で、本来なら夏は海! というのがお約束ですが、残念ながら私達の現在地には湖も川も無く。おまけに地形が盆地のようで普段より2割増しで暑い。木陰も無し。
日本の夏よりかは遥かに涼しいのですが、湿度が低いゆえに純粋な〝熱〟を感じます。本格的な夏を迎えたらどうなってしまうのでしょうか。
「あっつい……暑くて干からびそう……」
「こんなの暑いのうちに入りませんよフーリエさん!」
「
「あぁ〜いいねぇ〜」
「箒で飛びながら風を受ける必要あります?」
「強ければその分涼しいから」
魔法で暑さを和らげつつ進み、ようやく休憩できそうな木陰に辿り着きました。
冷たい水が乾いた喉に染みて無限に飲めそうです。ちなみに水筒には魔法瓶と同じ真空断熱が使われているそうです。錬金術によって熱は空気を伝うと解明されており、空気を抜く技法も確立されているのだとか。
でも考えてみれば、これだけ魔法や錬金術が発達しているのですから私から見た〝現代技術〟に匹敵するかそれ以上の発明があってもおかしくないですよね。それにワープホールの存在で私の転生前の世界の物が流れ込んでる疑惑もありますし。
「そういえばエリシアさんが錬金術してる場面を何だかんだで見てないですね」
「知識は間違いないけど、もしかして口だけな達者な素人?」
「違います! 正真正銘の錬金術師です! ほらこれ、錬金術協会の認定証!」
エリシアさんが見せつけてきたのは立法三角形がズレて折り重なった形――正八面体というそうです――をしたペンダントでした。

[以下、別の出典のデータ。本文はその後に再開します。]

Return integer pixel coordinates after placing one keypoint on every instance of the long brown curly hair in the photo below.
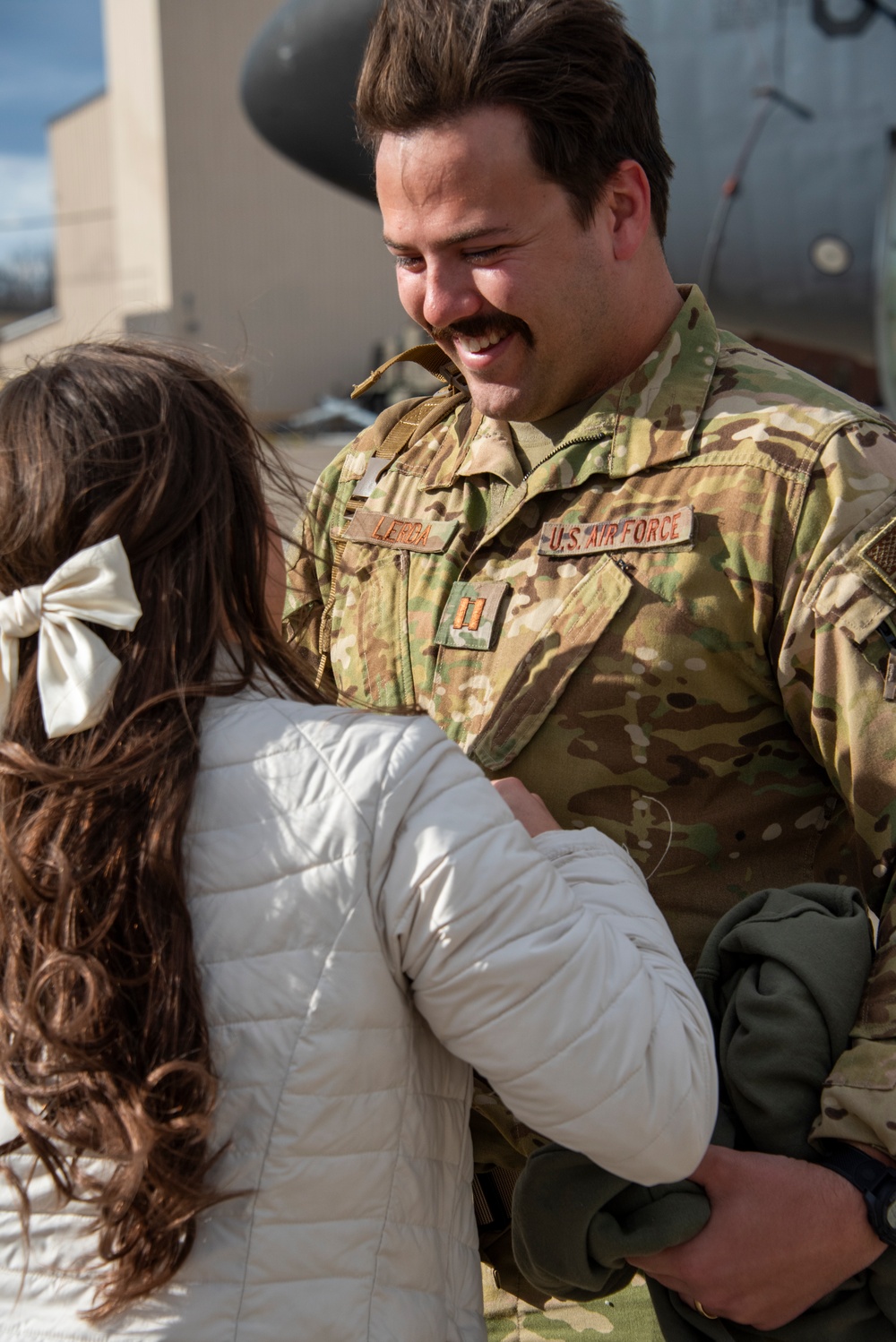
(104, 1043)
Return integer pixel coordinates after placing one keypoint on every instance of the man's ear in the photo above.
(626, 197)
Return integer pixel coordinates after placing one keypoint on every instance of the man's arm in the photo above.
(785, 1232)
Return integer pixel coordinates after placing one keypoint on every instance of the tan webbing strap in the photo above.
(426, 356)
(404, 430)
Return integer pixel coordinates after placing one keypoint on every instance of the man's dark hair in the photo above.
(582, 83)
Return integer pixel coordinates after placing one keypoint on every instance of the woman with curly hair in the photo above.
(253, 943)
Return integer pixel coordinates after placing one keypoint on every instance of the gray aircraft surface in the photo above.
(781, 118)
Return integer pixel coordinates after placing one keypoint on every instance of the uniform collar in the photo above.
(645, 420)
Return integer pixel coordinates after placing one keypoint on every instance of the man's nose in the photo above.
(450, 296)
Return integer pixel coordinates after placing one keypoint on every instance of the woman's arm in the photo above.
(556, 978)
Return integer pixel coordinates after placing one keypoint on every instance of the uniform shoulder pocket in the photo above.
(856, 588)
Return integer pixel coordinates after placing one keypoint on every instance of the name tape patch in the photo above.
(650, 531)
(401, 533)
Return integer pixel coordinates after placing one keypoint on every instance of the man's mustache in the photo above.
(475, 328)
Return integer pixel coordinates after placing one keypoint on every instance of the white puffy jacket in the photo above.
(369, 921)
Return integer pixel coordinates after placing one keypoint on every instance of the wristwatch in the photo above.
(874, 1180)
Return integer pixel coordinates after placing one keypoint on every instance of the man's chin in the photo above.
(498, 400)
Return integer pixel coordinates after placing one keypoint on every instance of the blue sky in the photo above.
(50, 58)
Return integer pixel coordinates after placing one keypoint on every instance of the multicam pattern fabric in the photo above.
(714, 700)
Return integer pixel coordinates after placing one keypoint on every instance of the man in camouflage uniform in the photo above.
(623, 555)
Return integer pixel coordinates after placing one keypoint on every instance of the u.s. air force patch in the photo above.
(650, 531)
(401, 533)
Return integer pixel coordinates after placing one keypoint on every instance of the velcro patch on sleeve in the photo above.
(400, 533)
(880, 555)
(650, 531)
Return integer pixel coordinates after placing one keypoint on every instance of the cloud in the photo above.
(26, 191)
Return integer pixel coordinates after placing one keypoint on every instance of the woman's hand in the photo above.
(528, 807)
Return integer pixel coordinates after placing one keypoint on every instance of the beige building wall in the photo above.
(88, 299)
(138, 140)
(211, 237)
(282, 274)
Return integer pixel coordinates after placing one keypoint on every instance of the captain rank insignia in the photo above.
(471, 614)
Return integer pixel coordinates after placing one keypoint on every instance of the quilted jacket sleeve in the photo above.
(558, 980)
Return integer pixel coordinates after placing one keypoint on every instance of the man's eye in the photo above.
(483, 254)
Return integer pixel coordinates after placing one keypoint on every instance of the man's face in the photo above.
(494, 264)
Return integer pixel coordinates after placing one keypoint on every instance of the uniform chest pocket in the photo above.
(539, 678)
(367, 643)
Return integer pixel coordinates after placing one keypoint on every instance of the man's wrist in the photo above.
(874, 1178)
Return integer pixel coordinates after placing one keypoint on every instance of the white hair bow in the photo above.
(75, 668)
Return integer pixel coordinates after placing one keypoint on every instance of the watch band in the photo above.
(874, 1180)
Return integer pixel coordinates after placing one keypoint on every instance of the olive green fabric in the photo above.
(784, 965)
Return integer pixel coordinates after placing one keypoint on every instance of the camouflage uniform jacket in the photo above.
(676, 628)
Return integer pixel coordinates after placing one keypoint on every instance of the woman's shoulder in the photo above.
(251, 727)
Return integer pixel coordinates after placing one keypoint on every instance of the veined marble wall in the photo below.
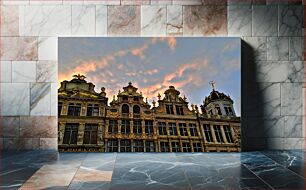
(272, 59)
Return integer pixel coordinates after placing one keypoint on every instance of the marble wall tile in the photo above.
(23, 71)
(175, 20)
(9, 127)
(290, 20)
(28, 144)
(275, 143)
(83, 20)
(6, 71)
(214, 2)
(259, 48)
(184, 2)
(47, 48)
(48, 143)
(135, 2)
(9, 20)
(102, 2)
(205, 20)
(18, 48)
(161, 2)
(38, 126)
(46, 2)
(278, 48)
(15, 99)
(263, 99)
(47, 20)
(294, 143)
(292, 99)
(15, 2)
(239, 21)
(153, 20)
(296, 48)
(123, 20)
(101, 20)
(11, 143)
(282, 71)
(54, 88)
(46, 71)
(293, 127)
(73, 2)
(40, 99)
(264, 22)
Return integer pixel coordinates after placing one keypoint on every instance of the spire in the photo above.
(212, 83)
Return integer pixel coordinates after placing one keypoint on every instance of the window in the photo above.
(162, 129)
(219, 110)
(125, 98)
(172, 129)
(149, 127)
(59, 108)
(179, 110)
(193, 129)
(125, 146)
(207, 133)
(218, 134)
(169, 109)
(113, 126)
(164, 146)
(183, 129)
(74, 109)
(90, 134)
(186, 147)
(71, 133)
(197, 147)
(138, 146)
(112, 145)
(136, 109)
(175, 146)
(93, 110)
(228, 110)
(137, 129)
(150, 146)
(125, 126)
(125, 108)
(228, 134)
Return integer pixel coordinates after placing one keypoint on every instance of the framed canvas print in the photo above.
(136, 94)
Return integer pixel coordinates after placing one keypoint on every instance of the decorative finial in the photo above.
(78, 76)
(212, 83)
(153, 103)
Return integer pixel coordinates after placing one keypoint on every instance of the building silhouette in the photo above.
(130, 124)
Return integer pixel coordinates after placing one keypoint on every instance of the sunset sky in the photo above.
(153, 64)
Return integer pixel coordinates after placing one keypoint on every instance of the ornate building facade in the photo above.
(130, 124)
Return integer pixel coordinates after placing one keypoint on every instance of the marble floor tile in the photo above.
(247, 170)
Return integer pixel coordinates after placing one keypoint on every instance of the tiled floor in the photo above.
(249, 170)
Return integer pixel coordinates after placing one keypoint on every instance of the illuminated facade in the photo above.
(130, 124)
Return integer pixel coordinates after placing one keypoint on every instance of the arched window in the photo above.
(125, 108)
(136, 109)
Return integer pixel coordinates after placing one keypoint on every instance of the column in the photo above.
(213, 134)
(132, 146)
(223, 134)
(81, 133)
(61, 132)
(100, 134)
(106, 145)
(144, 145)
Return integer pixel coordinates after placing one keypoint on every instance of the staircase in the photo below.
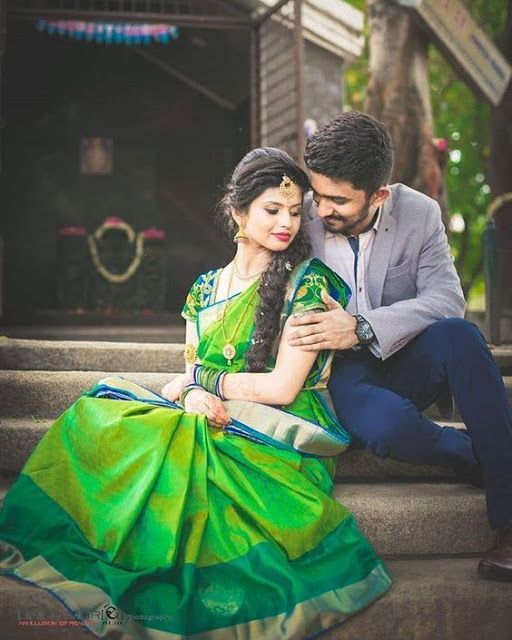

「これは錬金術における四元素、そして四性質を表しているんです。序列は上からトリスメギストス、アリストテレス、パラケルスス、ローゼンクロイツ、ハートリブとなっており、私はローゼンクロイツです。ちなみに最上位のトリスメギストスは協会長ただ一人です」
「今ここで錬金術できないの?」
「そう簡単に言いますけどねぇ、準備とか大変なんですからね。結果に与える影響の8割は準備と言われているんですから」
そう口を尖らせながらも大きなバッグから器具を取り出すエリシアさん。科学の実験に使いそうなビーカーやフラスコや奇妙な形をしたフラスコ等々。サイズはキャンプ用品ほどの簡易的な用具だそうです。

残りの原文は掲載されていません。